Tiny particles of solid matter

The wind that rips through my fleece, throwing mousey-brown hair across my face, is not you jumping on the bed to wake me up. It is not you steering me. It is just the movement of air caused by the uneven heating of the earth. 

The relentless winter downpour was not you drumming your fingers on the window to remind me of how much you loved the rain. It is just water droplets that condense from atmospheric water vapour and then fall under gravity. 

The air does not contort in your absence. It does not thin in the spaces you once occupied, has not been consumed into voids. It does not try and suck me towards you. Air is the mixture of invisible gases that surrounds the earth. 

Breath is not sacred. I cannot find you in its rhythmic turn. It is simply the air taken into or expelled from the lungs. 

Those tiny cells of yours that leached into the water. I see them magnified like textbook diagrams, drifting with the current.

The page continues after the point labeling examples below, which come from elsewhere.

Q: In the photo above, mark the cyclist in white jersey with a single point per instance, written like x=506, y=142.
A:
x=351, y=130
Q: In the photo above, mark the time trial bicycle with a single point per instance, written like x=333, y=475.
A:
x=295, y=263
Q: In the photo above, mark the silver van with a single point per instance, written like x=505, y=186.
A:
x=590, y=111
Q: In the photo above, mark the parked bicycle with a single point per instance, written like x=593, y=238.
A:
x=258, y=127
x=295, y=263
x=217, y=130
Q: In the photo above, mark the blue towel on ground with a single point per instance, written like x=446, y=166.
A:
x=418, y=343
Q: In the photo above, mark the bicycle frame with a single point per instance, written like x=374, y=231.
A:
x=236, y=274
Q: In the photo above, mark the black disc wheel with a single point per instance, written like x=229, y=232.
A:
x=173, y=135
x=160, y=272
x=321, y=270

When really, these microscopic particles are long-vanished. 

The silent dust that floats in motes at golden hour is not your splintered soul filtering the dimming light. It is made of fine particles of solid matter, a mix of sloughed-off skin cells, hair, clothing fibres, bacteria, dust mites, bits of dead bugs, soil particles, and pollen. 

A series of twenty-four monoprints using aluminium etching and erasure on Fabriano paper, displayed in a horizontal line and punctuated with poetry. A film is projected on the opposite wall.